You are out walking and you get scraped by a branch. You feel it and when you look you can see that the skin is just slightly torn and rough. In a couple of spots you can see blood oozing to the surface. You might put a bit of pressure on it, mutter an expletive or two at your own clumsiness or the branches, and go on your way. A few days later you wouldn’t be able to say where that branch got you, unless you have a tear in your shirt sleeve to show for it. The hole in your shirt is never getting better unless you get out a needle and thread, but the tear in the biggest organ your body has is gone. Have you ever wondered what actually happens inside your body to make that tear go away?

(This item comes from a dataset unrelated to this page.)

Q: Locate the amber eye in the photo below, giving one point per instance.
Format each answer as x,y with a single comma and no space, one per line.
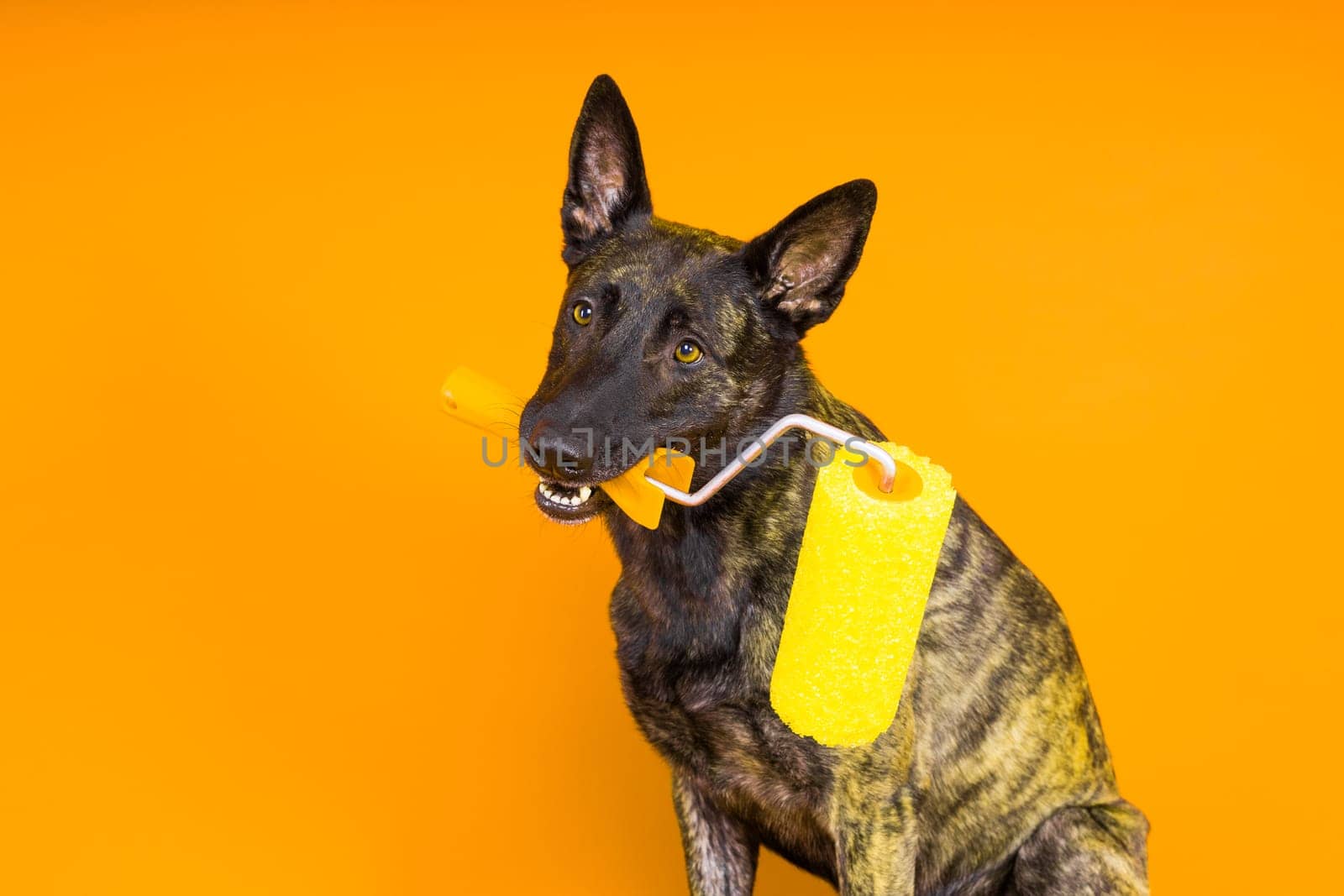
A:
689,352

That little scrape from the branch is classed, in medical-ESE, as a superficial wound. You have torn the bloodless outer layers of your skin (epidermis) and impinged on the the live part of your skin (dermis) at the deepest points (where you can see a bit of blood).

The first thing that happens is the cells that grow your skin (basal epidermal cells) let go of their anchor point (basement membrane) and begin to enlarge and migrate into the gaps the tear has left. They will continue to move and enlarge until they come into contact with other expanding edge, at which point they stop (this is called contact inhibition). While the cells closest to the gaps release and begin to move, your body begins to release a protein (epidermal growth factor) that makes your skin growing cells (basal epidermal cells) reproduce faster. Once contact inhibition has occurred the cells will reattach to their anchor layer and quickly reproduce to recreate the skin that was scraped away (epidermis).

During this process your body is using extra energy, oxygen, protein and Vitamin A (encourages epithelial production). All of this happens within 24-48 hours and leaves no scar.

NB. – lack of contact inhibition is one of the identifying marks for cancer cells and is believed to be the reason cancerous cells will invade adjacent tissues.